An example of a pantoum that perfectly exemplifies the form is a pantoum written by Malaysian-American poet Shirley Geok-Lin Lim titled “Pantoum for Chinese Women.” Pantoums have a lot of visual and sound imagery that can be used to identify meaning and we see that in the first two lines of the fourth stanza of the poem: “His mother, squatting, coughs by the fire’s blaze./ The child kicks against me mewing like a flute” (Gotera 261). This is a perfect example of how the visual and sound imagery used in a pantoum can contribute so highly to the meaning of the pantoum. From the mother coughing up ash to the smoke from the fire and the child kicking and screaming, we know that the tone is rather violent and dark. It shows how they are going through hell and are in a danger zone that they can’t seem to escape.

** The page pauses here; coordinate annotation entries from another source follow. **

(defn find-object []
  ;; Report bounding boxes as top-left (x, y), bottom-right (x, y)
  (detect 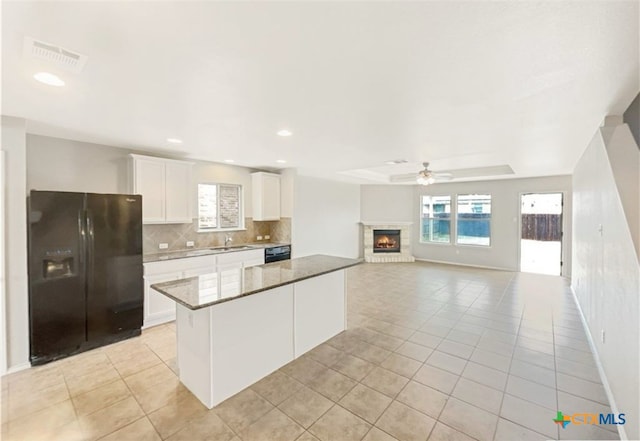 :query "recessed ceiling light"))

top-left (33, 72), bottom-right (64, 87)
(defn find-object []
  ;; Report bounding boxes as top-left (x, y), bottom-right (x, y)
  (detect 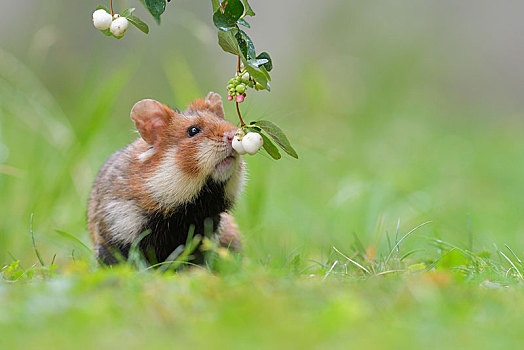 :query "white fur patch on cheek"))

top-left (104, 200), bottom-right (145, 244)
top-left (144, 147), bottom-right (205, 209)
top-left (196, 140), bottom-right (217, 174)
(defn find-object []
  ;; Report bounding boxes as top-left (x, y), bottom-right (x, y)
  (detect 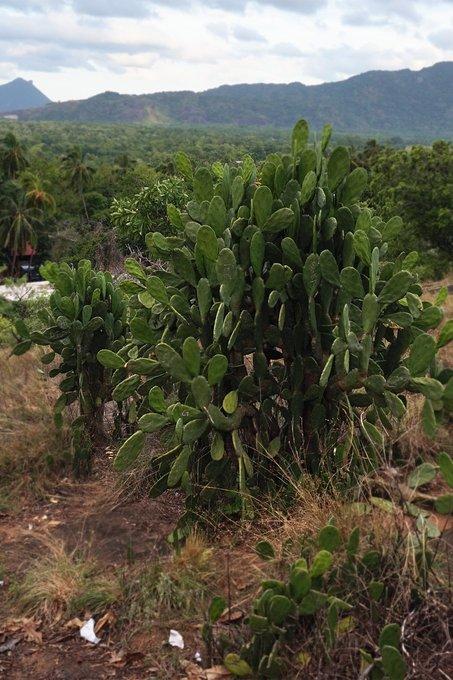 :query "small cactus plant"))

top-left (224, 524), bottom-right (406, 680)
top-left (13, 260), bottom-right (126, 473)
top-left (99, 120), bottom-right (453, 516)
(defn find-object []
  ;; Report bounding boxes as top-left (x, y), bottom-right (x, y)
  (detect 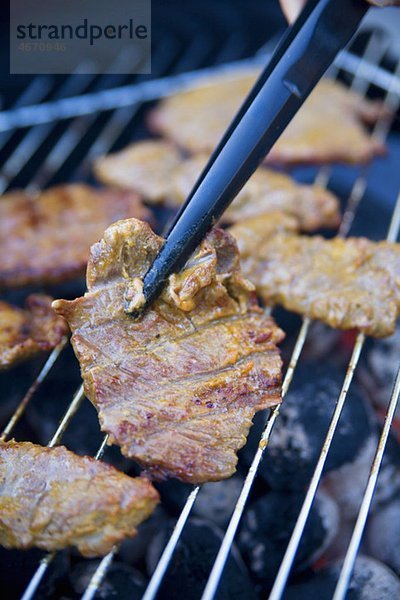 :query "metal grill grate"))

top-left (0, 12), bottom-right (400, 600)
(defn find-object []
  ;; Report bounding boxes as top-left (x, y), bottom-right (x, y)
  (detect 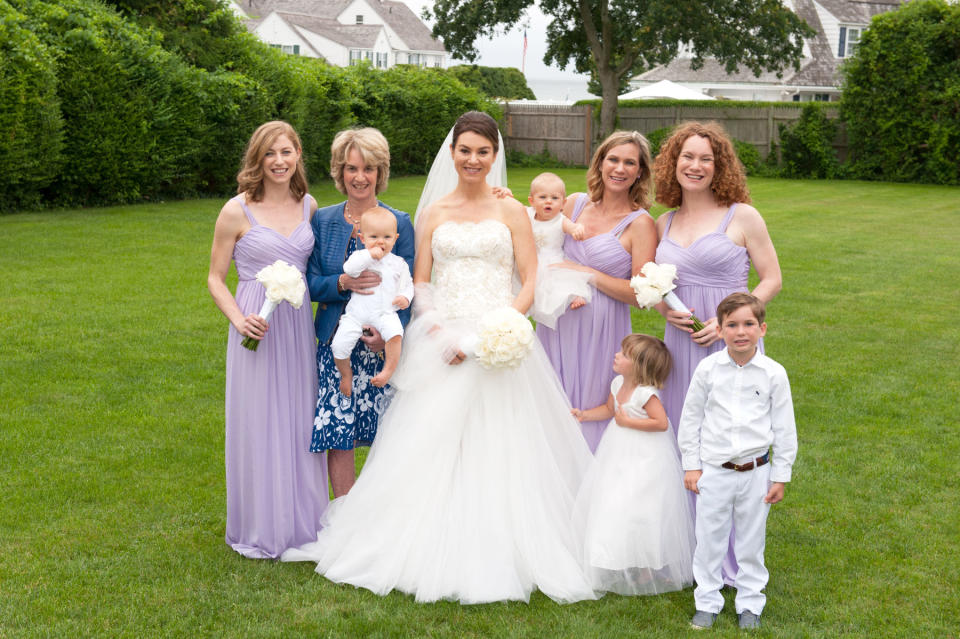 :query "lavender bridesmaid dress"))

top-left (657, 204), bottom-right (763, 585)
top-left (537, 194), bottom-right (649, 452)
top-left (226, 196), bottom-right (328, 559)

Another example of visual imagery occurs in Robert Hass’s A Little Book on Form, in a stanza from a neoformalist pantoum inspired poem by T.S. Eliot titled, “Sweeny Among the Nightingales.” “The circles of the stormy moon/ slide westward toward the River Plate./ Death and the Raven drift above,/ and Sweeney guards the horned gate” (Hass 89). This perfectly exemplifies how visual imagery can be used in a pantoum to help define its meaning. From using the imagery a raven — which is actually a very well-known symbol of death — and the horned gate — which might be the gate to hell — shows that this poem is about the dark truth of death.

Lim, Shirley Geok-Lin. “A Pantoum for Chinese Women.” An Exaltation of Forms: Contemporary Poets Celebrate the Diversity of Their Art. Edited by Annie Finch and Kathrine Varnes. U of Michigan P, 2002, pp. 261.

Eliot, TS. “Sweeny Among the Nightingales.” A Little Book on Form: An Exploration of the Formal Imagination of Poetry. Robert Hass. ECCO, 2018, pp. 89.